減量手術後に起こる心理的変化と対処法
手術後のうつ病
減量手術後にうつ状態になる人は少なくありません。2008年のBariatric TimesのCynthia L. Alexander医師によると、術後の肥満手術患者の自殺率は一般人口の約5倍と報告されています。期待が高すぎたり、術後に疲労や痛みを感じると失望しやすく、エネルギーが回復し体重が減り始めるまで時間がかかります。また、手術中や術後に合併症が起きた場合、トラウマがうつを誘発することもあります。数日間続く軽い落ち込みは普通ですが、1週間以上続く場合は専門医に相談してください。
新しい生活習慣への適応
減量手術を受けた患者は、術後に厳格な食事管理が必要です。糖質・脂肪・食物繊維・アルコールの摂取を制限し、食事量は従来の数分の一に減らさなければなりません。過剰なカロリー摂取を防ぐため、食事の様子を常にチェックすることが重要です。
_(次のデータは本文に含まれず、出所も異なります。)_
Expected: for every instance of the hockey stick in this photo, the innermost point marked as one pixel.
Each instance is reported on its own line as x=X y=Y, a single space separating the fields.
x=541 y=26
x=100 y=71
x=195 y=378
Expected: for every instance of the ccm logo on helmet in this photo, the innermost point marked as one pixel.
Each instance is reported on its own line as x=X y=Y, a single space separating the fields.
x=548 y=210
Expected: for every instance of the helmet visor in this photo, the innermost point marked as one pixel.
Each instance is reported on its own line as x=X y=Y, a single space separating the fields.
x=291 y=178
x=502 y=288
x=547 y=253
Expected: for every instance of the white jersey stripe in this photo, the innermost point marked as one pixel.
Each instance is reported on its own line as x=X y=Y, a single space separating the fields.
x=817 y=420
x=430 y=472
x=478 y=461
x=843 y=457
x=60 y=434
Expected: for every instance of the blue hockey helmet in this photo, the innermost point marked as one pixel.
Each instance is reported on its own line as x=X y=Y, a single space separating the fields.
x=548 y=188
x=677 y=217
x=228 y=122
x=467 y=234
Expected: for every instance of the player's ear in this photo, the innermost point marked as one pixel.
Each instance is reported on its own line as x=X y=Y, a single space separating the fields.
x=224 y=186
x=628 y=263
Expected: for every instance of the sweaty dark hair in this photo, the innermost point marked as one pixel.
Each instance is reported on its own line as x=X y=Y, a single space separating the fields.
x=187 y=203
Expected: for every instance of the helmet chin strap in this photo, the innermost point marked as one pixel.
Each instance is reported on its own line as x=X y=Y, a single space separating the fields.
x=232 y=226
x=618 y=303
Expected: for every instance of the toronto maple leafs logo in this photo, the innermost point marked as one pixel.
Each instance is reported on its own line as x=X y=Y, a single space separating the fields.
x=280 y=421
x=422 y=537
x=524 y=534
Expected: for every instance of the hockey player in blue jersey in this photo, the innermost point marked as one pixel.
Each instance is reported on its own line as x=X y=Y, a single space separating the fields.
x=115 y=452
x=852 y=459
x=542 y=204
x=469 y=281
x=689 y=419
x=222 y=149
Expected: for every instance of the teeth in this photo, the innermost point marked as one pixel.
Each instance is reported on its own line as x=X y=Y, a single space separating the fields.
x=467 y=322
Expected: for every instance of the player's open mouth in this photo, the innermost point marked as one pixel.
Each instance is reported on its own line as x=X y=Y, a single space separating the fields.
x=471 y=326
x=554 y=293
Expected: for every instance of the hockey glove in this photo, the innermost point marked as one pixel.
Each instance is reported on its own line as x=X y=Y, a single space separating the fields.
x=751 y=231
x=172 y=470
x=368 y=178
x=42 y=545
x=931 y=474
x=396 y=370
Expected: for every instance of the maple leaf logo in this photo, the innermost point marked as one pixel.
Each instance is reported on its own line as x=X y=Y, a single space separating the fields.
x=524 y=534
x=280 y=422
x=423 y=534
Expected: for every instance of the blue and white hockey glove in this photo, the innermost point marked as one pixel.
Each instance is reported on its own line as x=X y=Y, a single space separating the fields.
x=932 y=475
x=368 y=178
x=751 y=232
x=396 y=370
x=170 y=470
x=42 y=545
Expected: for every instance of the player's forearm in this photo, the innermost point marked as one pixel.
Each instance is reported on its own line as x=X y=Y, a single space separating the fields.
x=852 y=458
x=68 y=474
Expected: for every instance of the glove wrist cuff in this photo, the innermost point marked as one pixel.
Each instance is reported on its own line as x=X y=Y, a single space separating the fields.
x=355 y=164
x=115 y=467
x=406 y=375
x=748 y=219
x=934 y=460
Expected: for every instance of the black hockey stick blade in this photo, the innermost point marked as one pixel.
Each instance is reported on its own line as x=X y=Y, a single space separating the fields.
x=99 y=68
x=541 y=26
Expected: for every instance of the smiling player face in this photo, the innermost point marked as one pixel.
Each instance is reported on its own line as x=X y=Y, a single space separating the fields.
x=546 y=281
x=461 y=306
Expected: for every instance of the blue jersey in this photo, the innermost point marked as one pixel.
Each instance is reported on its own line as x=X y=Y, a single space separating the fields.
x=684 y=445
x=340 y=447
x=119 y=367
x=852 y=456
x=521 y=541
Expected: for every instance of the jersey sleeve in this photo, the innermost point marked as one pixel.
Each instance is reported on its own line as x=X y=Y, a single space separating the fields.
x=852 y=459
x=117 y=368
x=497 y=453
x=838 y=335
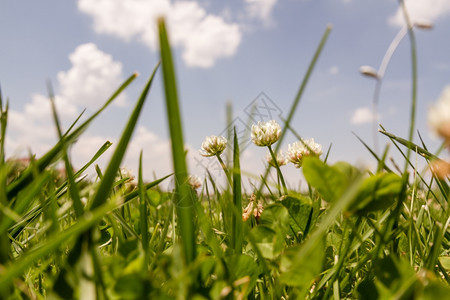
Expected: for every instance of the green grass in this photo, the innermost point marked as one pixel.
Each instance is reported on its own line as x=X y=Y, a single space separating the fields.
x=379 y=234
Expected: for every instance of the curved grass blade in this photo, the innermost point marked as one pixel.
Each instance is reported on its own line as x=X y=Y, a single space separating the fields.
x=73 y=189
x=53 y=154
x=410 y=145
x=51 y=244
x=305 y=80
x=237 y=234
x=106 y=184
x=183 y=193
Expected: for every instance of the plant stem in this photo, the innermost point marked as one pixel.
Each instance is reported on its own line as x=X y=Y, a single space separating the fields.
x=225 y=169
x=412 y=39
x=280 y=175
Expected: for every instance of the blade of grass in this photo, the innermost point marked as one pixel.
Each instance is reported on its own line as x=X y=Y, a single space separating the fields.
x=51 y=244
x=412 y=39
x=237 y=225
x=107 y=182
x=143 y=217
x=73 y=189
x=184 y=196
x=309 y=71
x=410 y=146
x=53 y=153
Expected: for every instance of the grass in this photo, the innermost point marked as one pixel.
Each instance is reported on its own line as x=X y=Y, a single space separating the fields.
x=379 y=234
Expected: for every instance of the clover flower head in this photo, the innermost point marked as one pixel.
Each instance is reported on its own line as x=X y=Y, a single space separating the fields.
x=213 y=145
x=194 y=182
x=439 y=115
x=281 y=159
x=298 y=150
x=252 y=208
x=266 y=133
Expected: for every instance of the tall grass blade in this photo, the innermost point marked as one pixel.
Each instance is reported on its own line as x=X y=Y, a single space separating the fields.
x=237 y=224
x=413 y=47
x=55 y=152
x=51 y=244
x=73 y=189
x=143 y=217
x=183 y=193
x=107 y=182
x=410 y=146
x=293 y=108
この変化は心理的なストレスを伴いますが、家族や医師、友人のサポートがあれば乗り越えやすくなります。多くの地域で開催されている減量手術サポートグループは、同じ経験を持つ仲間からの励ましを得られる貴重な場です。
人間関係の変化
体重が減ると、自己イメージが変わり、行動や考え方も変化します。その結果、友人・家族・パートナーとの関係が揺らぐことがあります。支援が必要な時に周囲が理解してくれないと、心理的に大きな負担となります。こうしたときも、サポートグループは有効です。周囲がサポートしにくい場合でも、同じ道を歩む仲間から助けを得られます。
自尊心の変化
減量手術後に最も顕著な心理的変化の一つは自尊心です。体重が減少すると自信が高まる人が多い一方で、新しい体型に違和感を覚え、混乱する人もいます。また、余剰皮膚やストレッチマークが残ることがあり、外見に対する不安が自尊心を下げることがあります。術前にこれらの問題に対するカウンセリングやサポート体制を整えておくことが重要です。